Sarkozy used to privately mock the National Rally’s Bardella as so lacking in experience that he “hasn’t even been president of a ping-pong club,” according to one of the former French leader’s most loyal supporters. | Julien de Rosa/AFP via Getty Images

Others believe Sarkozy is gunning for a pardon and betting that a National Rally president will grant it, given Le Pen’s embezzlement conviction that she continues to frame as politically motivated.  

Sarkozy’s loyal supporter previously quoted played armchair psychologist, saying the former French leader is, despite his tough-talking persona, a sensitive soul who responds to those who are nice to him — and Bardella publicly spoke positively of Sarkozy in the months leading up to a meeting over the summer. 

“He’s looking for love; that’s what his whole life has been about,” a party strategist from Les Républicains concurred. 

Far right, center stage 

For decades in France, any whiff of a partnership with the party then known as the National Front was met with furor.

Even small-town alliances were enough to provoke nationwide outrage. A country haunted by its history of Nazi collaboration wasn’t going to accept candidates working with Jean-Marie Le Pen, the National Front founder infamous for belittling the significance of the Holocaust.  

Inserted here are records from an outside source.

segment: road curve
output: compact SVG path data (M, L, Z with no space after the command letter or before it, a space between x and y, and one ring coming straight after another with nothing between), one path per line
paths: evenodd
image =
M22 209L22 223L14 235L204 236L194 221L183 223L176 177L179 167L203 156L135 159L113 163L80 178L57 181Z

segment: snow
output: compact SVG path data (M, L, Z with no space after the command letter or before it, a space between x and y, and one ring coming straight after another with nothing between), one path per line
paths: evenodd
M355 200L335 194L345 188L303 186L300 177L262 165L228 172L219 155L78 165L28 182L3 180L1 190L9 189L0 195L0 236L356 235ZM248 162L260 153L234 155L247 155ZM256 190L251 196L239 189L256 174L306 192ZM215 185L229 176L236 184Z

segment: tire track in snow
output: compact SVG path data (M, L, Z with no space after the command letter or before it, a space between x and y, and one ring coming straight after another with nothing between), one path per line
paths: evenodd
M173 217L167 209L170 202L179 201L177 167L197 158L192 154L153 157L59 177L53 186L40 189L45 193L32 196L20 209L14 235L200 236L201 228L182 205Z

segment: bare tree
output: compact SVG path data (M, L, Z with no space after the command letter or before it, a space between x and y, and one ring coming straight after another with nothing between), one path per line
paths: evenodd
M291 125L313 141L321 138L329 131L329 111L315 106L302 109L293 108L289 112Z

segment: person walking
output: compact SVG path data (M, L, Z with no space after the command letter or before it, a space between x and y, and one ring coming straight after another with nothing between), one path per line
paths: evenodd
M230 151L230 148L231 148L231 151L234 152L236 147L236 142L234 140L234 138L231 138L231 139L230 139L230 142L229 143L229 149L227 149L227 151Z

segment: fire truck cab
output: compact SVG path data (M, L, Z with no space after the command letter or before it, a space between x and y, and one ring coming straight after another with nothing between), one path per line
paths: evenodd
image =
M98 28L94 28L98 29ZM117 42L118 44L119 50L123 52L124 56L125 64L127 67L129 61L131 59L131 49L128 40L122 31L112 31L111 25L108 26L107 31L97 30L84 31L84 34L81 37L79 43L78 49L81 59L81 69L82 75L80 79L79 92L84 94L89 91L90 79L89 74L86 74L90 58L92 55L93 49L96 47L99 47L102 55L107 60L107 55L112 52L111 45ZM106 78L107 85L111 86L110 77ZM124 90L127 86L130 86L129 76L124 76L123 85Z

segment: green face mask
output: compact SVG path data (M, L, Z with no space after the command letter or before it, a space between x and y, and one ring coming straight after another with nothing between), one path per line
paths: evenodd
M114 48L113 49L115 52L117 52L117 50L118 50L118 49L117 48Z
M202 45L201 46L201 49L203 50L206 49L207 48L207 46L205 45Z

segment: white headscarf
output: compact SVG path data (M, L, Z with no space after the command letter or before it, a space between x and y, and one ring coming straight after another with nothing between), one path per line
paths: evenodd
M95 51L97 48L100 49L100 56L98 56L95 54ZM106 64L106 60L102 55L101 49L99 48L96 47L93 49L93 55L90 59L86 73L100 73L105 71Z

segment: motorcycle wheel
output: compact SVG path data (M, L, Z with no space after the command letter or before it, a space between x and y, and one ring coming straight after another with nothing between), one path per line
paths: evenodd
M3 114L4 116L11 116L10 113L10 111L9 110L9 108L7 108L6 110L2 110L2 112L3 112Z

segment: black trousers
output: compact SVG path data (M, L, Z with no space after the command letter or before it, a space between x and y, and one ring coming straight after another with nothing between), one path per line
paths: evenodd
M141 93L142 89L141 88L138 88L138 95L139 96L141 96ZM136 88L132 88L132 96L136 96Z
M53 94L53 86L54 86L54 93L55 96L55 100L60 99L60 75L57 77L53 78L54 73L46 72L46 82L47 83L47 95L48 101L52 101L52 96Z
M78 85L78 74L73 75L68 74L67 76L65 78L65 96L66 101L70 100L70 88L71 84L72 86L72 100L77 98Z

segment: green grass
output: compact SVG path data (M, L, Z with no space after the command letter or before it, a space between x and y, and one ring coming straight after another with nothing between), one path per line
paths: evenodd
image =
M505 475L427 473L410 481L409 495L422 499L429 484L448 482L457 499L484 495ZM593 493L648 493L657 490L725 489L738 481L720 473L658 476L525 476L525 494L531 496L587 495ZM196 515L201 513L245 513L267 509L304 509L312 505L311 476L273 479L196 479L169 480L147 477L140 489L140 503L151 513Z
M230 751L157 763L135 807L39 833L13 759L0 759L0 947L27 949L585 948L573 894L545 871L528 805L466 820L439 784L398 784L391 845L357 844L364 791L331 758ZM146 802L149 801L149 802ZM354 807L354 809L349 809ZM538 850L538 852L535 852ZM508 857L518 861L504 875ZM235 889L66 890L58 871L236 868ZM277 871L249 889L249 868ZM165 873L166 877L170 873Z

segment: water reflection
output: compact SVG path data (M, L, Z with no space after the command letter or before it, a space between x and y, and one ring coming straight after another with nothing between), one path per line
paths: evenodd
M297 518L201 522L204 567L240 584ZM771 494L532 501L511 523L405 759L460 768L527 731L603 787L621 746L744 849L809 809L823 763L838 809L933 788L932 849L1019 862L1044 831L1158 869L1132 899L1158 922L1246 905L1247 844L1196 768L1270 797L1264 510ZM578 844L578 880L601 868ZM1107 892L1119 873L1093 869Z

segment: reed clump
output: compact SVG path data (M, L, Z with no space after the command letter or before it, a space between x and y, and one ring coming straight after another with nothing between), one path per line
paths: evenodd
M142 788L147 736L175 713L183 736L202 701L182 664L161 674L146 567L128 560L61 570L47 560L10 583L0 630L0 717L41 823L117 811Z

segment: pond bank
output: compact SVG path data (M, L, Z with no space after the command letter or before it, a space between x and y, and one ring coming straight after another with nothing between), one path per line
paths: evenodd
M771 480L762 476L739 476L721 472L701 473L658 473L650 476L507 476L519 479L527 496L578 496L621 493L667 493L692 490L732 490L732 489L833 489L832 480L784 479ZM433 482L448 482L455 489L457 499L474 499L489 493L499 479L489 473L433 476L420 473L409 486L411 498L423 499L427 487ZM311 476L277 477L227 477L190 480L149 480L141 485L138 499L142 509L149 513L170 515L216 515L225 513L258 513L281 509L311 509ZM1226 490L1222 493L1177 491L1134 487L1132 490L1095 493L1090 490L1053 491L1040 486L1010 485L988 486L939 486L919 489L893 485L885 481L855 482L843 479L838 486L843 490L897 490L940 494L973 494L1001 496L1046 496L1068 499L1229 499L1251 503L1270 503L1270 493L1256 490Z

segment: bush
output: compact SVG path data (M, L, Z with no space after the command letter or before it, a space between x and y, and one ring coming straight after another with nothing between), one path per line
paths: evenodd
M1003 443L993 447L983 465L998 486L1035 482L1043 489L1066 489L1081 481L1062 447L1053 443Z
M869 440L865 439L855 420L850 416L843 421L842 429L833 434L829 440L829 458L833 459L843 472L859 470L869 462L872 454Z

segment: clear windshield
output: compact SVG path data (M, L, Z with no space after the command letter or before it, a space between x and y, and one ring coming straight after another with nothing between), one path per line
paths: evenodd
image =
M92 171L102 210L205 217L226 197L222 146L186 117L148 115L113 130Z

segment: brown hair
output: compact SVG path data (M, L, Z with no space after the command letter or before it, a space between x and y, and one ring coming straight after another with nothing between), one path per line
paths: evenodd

But the elder Le Pen is dead. His daughter and political heir rebranded the party as the National Rally and has, in little more than a decade, dragged it from the fringes of French politics to the top of most opinion polls.

A country haunted by its history of Nazi collaboration wasn’t going to accept candidates working with Jean-Marie Le Pen, the National Front founder infamous for belittling the significance of the Holocaust. | Alain Nogues/Sygma/Sygma via Getty Images

The National Rally now has more seats in the National Assembly, France’s more powerful lower house of parliament, than any other single political party. Its popularity has pushed Les Républicains further to the political right, to the point that many believe the only thing separating the two is their position on the economy.

Even here, Bardella’s emergence as the likely presidential candidate makes the National Rally a more acceptable partner for Les Républicains. Mainstream conservative business leaders long saw the far right as brutish economic illiterates, but the polished Bardella is engaging in active outreach to the captains of industry. Skeptics like Copé, the former Chirac minister, however, still see Bardella as an outlier when it comes to the National Rally’s economic platform.

Perhaps most critically, polling shows that a majority of French voters on the right of the political spectrum now favor a union of right-wing parties. A survey conducted for French radio station RTL and published Dec. 10 found that two-thirds of right-leaning respondents were in favor of an electoral pact between the National Rally and Les Républicains.

Municipal elections in March are shaping up to be a key test of tolerance for this kind of right-wing union.  

Already in the city of Dijon, the center-right candidate running for mayor is under fire for not sufficiently condemning Eric Zemmour’s anti-immigrant party Reconquest after it endorsed him. Murmurs of an alliance in Marseille are also growing louder given that polling shows the National Rally and Les Républicains candidates there would likely split support on the right and clear the way for Socialist Mayor Benoît Payan’s reelection.  

The Sarkozy supporter quoted earlier saw March as the key Rubicon for how far the right would cooperate.

“There’s going to be a complete shakeup at the municipals” they said.